Covid-19 is not slowing climate change – businesses still have to do their bit
Much has been made of the so-called global reset brought about by the pandemic, and many have subscribed to the Instagram-ready notion that the earth is healing due to lockdowns. This is despite the effect of Covid-19 on the environment being either negligible or harmful.
For policy makers, the immediate and tangible threat to life posed by Covid-19 will always trump the distant and abstract dangers of climate change. Nevertheless, businesses can embrace smart climate policies as part of their client relationships and competitive advantage, to create rapid bottom-up change on the environmental issues that are most pressing.
The best example of the immediate danger of climate change is in water security. If someone cannot access drinking water, or perhaps not even maintain personal hygiene, they are unlikely to have the luxury of being concerned about sea levels or glaciers melting in coming decades.
We have already seen how water access can destabilise entire regions: the drying of Lake Chad has fuelled the rise of Boko Haram and so-called Islamic State in the Sahel. As land for irrigation becomes more scarce, more and more families find that their only option for survival is to send a son for “employment” with a militant group, or marry off a daughter to one of the commanders, in return for a much-needed dowry.
Similar fears surround Ethiopia’s Renaissance Dam project which could disrupt the water supply of Sudan and Egypt.
Aside from the acute dangers in the Sahel, there is the secondary (and much more common) issue of water accessibility. Often a family will have to walk several miles each day to the nearest water source, and will enlist their children to carry the water. This keeps kids out of education and means that any real ‘development’ is all but impossible.
The world’s decision makers will be focused on Covid-19 to the exclusion of almost everything else for the foreseeable future. This means that business, acting in an organic bottom-up way, is the only group that can make a difference.
Since the start of the pandemic, business owners have a renewed focus on the collective good. Corporate Social Responsibility, including humanitarian and environmental projects, is no longer seen as an add-on for PR value, but is increasingly part of the DNA of a business. It is an inherent part of any value proposition.
It was my decades of experience as a marketer that led me to start the charity Wells on Wheels. I knew a good product when I saw it and, perhaps more importantly, I saw how a good cause can strengthen client relationships and create competitive advantage, with an enviable return on investment.
For example, many of our partners provide new clients with gift certificates showing them how many people, including specifically children, their wheel has helped. The wheels – which allow more water to be transported by fewer people, meaning children are often free to go to school for the first time – cost £28.

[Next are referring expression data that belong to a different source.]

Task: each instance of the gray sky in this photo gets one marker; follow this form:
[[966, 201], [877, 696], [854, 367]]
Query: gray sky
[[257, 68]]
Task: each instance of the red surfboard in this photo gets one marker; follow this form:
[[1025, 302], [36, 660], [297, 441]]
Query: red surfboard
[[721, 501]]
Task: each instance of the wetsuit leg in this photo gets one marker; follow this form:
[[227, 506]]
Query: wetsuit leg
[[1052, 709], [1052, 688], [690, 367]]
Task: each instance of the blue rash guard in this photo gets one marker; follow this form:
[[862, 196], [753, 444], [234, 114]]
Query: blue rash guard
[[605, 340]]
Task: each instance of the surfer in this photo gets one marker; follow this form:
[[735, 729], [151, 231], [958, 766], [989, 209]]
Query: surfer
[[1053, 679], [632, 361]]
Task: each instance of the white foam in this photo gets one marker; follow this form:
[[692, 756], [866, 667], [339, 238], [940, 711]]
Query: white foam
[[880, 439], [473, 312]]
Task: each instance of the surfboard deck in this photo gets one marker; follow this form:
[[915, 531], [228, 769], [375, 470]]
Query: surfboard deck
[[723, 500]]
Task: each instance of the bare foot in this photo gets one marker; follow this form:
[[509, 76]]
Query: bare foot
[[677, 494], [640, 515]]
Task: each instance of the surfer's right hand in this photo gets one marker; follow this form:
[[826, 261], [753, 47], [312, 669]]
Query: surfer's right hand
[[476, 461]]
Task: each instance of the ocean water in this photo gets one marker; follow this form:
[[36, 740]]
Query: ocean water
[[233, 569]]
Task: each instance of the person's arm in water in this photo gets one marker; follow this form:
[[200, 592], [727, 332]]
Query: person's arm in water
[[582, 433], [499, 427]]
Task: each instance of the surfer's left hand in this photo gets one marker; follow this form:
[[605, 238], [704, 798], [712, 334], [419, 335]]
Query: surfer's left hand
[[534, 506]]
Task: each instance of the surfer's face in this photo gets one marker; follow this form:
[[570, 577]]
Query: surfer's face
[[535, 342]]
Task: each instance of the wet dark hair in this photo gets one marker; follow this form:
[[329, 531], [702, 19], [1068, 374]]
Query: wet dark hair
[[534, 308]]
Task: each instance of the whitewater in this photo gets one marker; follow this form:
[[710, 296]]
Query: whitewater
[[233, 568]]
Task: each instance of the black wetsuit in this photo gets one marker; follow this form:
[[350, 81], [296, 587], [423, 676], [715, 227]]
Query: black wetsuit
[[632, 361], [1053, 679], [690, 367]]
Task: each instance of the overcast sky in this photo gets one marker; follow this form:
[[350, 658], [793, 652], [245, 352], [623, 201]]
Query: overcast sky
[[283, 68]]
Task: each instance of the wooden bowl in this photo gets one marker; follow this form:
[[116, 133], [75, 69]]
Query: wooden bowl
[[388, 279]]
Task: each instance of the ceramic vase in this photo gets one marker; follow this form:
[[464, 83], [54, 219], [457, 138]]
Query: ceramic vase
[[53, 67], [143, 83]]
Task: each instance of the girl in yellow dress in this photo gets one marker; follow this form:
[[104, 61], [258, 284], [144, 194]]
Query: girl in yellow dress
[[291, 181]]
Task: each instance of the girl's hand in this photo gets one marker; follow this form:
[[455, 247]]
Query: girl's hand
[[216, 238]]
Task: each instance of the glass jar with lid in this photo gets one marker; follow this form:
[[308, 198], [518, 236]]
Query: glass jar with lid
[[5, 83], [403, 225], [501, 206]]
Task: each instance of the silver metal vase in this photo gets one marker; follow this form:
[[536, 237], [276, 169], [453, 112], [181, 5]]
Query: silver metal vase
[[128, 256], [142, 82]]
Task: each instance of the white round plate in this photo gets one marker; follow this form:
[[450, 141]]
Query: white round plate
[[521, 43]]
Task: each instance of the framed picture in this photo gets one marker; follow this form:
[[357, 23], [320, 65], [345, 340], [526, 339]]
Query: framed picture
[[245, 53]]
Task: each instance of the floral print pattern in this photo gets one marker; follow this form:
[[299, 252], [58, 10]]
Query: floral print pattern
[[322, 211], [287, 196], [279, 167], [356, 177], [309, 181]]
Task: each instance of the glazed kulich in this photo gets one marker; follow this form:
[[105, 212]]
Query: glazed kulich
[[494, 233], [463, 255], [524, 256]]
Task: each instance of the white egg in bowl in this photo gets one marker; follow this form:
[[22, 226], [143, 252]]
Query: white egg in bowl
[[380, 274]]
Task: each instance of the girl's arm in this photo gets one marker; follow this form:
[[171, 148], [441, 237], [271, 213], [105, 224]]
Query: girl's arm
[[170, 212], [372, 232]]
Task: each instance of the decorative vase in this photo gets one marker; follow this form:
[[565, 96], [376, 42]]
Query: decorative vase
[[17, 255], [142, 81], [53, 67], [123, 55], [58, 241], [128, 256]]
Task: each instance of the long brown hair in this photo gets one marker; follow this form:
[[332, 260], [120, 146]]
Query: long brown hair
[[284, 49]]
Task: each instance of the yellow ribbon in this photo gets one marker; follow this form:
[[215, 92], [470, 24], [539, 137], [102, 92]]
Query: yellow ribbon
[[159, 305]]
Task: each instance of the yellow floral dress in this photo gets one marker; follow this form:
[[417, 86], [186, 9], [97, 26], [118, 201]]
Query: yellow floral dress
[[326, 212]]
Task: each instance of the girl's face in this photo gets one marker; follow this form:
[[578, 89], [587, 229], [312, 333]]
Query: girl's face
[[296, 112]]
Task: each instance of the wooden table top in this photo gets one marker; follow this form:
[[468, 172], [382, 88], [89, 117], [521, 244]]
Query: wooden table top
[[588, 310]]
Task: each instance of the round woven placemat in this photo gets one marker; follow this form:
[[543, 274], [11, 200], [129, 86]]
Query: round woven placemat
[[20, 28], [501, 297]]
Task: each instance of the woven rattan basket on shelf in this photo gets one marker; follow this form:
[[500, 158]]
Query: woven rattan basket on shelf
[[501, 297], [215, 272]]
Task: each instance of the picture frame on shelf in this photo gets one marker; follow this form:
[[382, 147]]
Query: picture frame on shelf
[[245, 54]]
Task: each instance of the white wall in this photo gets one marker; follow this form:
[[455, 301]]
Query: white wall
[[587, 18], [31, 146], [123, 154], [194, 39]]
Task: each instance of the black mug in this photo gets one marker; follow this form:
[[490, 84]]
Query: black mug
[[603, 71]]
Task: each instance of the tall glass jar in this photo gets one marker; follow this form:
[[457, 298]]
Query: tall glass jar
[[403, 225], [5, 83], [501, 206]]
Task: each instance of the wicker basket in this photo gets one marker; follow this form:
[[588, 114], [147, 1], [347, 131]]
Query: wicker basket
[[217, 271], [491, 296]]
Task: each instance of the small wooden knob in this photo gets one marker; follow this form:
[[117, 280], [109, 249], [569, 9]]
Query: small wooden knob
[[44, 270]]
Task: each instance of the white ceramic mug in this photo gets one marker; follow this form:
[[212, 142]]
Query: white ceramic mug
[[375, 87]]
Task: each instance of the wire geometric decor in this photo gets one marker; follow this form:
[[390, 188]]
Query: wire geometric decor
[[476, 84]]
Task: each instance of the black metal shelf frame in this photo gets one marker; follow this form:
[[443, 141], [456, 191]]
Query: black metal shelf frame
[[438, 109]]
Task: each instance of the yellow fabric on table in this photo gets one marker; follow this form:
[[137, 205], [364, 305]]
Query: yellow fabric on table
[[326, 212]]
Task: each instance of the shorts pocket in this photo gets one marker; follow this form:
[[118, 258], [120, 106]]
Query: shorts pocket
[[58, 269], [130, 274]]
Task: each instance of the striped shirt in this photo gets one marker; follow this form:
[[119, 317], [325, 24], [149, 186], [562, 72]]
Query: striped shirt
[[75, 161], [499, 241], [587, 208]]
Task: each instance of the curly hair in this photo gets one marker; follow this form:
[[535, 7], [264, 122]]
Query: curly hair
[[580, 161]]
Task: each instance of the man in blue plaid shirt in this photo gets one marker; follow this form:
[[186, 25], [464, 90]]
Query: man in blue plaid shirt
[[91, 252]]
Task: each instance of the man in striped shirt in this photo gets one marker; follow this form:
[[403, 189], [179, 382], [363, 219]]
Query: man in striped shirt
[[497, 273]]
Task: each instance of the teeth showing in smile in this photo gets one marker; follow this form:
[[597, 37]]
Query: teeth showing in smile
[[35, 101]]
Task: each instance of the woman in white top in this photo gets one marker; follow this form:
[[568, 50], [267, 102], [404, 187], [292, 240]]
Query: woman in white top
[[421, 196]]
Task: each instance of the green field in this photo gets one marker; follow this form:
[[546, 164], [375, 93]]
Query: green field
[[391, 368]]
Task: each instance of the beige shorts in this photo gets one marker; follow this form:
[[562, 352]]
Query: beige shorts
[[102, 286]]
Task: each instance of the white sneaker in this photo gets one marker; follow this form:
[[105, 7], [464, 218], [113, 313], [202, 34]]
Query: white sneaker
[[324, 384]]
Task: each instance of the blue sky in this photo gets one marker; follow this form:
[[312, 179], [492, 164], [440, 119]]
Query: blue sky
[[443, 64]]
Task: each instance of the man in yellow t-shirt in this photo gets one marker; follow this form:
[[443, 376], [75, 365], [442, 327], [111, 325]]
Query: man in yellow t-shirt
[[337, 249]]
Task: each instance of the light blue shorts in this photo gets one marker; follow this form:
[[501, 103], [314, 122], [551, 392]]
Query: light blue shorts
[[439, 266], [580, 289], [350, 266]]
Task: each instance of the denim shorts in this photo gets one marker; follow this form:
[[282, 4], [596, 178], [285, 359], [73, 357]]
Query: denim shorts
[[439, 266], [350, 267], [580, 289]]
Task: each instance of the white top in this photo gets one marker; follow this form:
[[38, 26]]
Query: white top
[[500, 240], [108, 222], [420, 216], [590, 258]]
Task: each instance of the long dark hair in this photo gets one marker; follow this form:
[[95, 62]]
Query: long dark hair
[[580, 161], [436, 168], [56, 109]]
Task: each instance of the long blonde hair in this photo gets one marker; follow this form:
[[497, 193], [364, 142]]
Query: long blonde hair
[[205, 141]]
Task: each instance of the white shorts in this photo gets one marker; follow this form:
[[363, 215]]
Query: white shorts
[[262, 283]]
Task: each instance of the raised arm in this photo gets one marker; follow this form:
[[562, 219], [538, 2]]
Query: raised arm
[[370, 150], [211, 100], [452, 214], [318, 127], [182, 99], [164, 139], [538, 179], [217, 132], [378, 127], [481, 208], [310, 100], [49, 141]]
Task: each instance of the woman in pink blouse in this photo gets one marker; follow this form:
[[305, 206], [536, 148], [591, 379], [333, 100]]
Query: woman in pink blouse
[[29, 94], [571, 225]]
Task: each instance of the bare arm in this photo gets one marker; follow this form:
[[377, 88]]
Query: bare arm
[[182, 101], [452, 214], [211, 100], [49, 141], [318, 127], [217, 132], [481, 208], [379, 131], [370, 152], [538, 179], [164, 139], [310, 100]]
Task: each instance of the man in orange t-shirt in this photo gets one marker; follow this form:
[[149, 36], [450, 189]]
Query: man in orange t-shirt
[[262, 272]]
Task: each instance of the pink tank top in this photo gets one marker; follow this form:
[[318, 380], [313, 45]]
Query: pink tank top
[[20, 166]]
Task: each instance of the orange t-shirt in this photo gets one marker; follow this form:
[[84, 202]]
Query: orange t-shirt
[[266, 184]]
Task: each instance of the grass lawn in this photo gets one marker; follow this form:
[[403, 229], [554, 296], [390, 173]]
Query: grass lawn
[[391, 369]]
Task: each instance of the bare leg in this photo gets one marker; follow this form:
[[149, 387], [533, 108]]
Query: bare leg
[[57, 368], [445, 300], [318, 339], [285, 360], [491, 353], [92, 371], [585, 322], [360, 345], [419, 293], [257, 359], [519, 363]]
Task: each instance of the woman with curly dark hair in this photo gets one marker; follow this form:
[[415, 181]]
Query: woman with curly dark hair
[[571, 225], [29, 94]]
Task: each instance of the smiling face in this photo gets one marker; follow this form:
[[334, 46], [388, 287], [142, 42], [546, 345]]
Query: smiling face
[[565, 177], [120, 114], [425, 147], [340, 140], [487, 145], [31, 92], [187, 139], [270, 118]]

This low cost of entry means that every business can have a climate strategy that is part of their culture and can enrich (and ultimately increase the profitability of) every client relationship.
Laws, policies and funding are not enough for change. For example, harassment and sexual assault have been illegal for decades, with ample funding, particularly in developed democracies, for efforts against these crimes. But it took the spontaneous bottom-up culture shift of the #MeToo movement to improve workplaces.
As the world continues to be fixated on the pandemic, is it time for businesses of all sizes to embrace #ClimateToo?
Shaz Memon is Founder of Digimax Dental and Wells on Wheels, and is a member of Forbes Business Council.